I just noticed a rather interesting phenomenon: the power of Bitcoin price discovery is quietly shifting to Wall Street.



BTC is now quoted at 73.05K, but what’s even more worth noting isn’t the price itself—it’s who is deciding that price. Bitcoin, once viewed as an anti-establishment asset, is now increasingly being favored by traditional institutions. The reason behind it is simple—CME’s derivatives market is becoming more and more important.

I’ve noticed a key turning point. In the past, crypto exchanges held the pricing power, but now more and more institutional funds are flowing into CME’s futures and options markets. The trading volume of these regulated derivatives could soon surpass spot trading volume, especially on major global exchanges. What does this mean? It means that U.S. volatility pricing is starting to dominate global Bitcoin prices.

The most critical change is happening this year. CME is set to launch 24/7 trading, which directly eliminates the previous “CME gap” issue. Previously, institutional investors were stuck over the weekend and couldn’t adjust their positions, while offshore exchanges kept trading. Now, this problem will be completely resolved.

An industry insider told me very plainly—traditional hedge fund managers can now trade Bitcoin with the tools they’re familiar with, without upgrading their tech stack and without changing their signal systems. This convenience attracts a large amount of institutional capital. And why trust an unfamiliar crypto exchange as a counterparty when you can use a regulated clearinghouse like CME?

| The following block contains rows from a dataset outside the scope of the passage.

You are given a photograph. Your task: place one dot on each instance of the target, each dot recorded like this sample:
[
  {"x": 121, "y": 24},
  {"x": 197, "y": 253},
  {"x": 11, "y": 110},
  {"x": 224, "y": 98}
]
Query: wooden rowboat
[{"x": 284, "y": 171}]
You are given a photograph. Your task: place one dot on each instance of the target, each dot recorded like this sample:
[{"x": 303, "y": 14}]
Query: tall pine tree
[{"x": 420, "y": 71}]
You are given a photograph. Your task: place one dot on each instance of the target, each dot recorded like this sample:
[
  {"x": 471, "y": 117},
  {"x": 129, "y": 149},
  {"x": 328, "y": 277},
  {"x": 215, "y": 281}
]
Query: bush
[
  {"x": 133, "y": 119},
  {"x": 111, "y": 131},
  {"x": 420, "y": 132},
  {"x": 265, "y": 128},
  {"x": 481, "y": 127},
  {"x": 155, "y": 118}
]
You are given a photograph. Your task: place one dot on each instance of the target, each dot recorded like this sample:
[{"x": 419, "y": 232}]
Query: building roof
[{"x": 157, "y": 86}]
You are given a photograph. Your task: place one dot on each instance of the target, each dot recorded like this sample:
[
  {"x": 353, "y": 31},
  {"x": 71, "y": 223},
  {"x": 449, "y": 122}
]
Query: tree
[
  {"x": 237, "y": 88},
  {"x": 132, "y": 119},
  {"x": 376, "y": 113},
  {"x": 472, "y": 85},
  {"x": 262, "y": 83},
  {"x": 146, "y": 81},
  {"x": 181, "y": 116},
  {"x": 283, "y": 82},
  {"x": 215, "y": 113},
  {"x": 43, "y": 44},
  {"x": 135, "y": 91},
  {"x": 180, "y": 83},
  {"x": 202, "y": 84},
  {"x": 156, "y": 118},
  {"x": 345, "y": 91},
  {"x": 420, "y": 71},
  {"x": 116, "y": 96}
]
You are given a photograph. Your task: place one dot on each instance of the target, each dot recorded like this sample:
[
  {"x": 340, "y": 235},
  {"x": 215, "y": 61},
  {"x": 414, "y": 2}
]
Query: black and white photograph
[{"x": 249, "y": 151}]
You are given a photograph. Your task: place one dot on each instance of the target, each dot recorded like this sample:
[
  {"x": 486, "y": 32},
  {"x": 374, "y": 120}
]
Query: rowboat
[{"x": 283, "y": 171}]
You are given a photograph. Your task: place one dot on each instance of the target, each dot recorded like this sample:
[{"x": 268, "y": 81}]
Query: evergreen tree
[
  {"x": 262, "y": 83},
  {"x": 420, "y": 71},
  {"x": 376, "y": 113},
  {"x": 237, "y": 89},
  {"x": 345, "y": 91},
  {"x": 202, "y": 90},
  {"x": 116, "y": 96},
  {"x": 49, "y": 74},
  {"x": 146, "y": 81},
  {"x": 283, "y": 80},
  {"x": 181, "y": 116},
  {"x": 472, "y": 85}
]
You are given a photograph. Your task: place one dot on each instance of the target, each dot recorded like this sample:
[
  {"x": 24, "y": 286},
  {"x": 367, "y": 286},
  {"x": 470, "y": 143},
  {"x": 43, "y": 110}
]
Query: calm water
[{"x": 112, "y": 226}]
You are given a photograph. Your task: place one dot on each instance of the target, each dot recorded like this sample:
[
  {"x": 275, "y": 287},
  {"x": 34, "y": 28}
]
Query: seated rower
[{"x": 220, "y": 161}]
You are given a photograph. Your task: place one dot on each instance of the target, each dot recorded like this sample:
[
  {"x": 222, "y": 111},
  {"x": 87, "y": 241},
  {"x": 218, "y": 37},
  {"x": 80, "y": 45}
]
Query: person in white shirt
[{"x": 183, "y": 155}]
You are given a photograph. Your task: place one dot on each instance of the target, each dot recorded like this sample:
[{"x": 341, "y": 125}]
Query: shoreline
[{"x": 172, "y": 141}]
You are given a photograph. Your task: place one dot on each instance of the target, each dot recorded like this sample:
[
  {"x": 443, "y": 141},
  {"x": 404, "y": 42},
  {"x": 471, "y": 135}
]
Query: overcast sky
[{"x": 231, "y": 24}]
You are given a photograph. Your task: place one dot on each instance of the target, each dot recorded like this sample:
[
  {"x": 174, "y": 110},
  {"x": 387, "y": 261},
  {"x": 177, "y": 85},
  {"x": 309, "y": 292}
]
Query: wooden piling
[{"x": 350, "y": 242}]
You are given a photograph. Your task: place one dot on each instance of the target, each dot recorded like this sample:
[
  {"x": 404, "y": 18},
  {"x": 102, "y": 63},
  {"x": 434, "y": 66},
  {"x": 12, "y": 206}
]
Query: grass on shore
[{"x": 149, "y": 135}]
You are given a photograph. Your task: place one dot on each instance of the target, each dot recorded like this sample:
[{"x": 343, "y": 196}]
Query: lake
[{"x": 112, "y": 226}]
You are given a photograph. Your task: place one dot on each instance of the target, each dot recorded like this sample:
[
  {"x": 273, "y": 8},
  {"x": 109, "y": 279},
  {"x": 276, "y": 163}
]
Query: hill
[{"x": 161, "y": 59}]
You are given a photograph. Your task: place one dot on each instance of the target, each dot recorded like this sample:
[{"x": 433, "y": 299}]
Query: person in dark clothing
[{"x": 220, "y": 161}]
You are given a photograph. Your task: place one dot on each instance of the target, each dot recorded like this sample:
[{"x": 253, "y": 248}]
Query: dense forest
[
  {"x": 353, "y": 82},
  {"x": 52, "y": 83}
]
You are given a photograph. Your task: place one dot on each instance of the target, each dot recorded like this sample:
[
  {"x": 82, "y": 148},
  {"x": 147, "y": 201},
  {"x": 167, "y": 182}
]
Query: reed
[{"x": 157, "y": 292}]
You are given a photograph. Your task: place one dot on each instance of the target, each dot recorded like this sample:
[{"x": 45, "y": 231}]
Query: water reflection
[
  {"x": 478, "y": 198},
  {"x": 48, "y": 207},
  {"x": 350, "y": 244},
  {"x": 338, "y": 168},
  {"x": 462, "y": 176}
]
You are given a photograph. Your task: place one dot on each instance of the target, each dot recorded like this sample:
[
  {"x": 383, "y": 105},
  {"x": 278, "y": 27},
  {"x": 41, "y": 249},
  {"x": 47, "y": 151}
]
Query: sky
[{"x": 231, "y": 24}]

Here’s an interesting paradox. Bitcoin was originally about decentralization, but with institutional funds flowing in and liquidity gathering at regulated clearinghouses, the infrastructure around Bitcoin has actually become more centralized. Institutional capital pursues risk assets, not risk platforms.

Bitcoin is now behaving more like a macro tool than an independent crypto trading asset. It moves along with stocks and commodities rather than independently. If geopolitical tensions heat up, Bitcoin will rise along with gold, but stocks and other risk assets will fall. This is an entirely new pricing logic.

Institutional entry has also changed Bitcoin’s short-term direction. Now it increasingly reflects global risk sentiment rather than the crypto community’s independent sentiment. This shift runs deep—from a retail-led anti-establishment movement to an institution-driven asset allocation.

What’s interesting is that even executives at crypto exchanges have noticed it. They’ve stated publicly that derivatives trading volume may eventually equal or even exceed spot trading volume. This isn’t a threat—it’s reality. CME has already led the regulated Bitcoin futures market through open interest, and its contracts underpin nearly all hedging activities related to U.S. spot ETFs.

This shift means that for institutions that prioritize regulatory clarity and mature clearing mechanisms, CME is no longer an alternative—it’s the default choice. Institutions no longer need to maintain exposure on crypto exchanges just to gain market access. This is a true paradigm shift.

If you’re paying attention to the interaction between Bitcoin and institutional capital, the rise of this Chicago futures market is definitely a trend worth closely watching.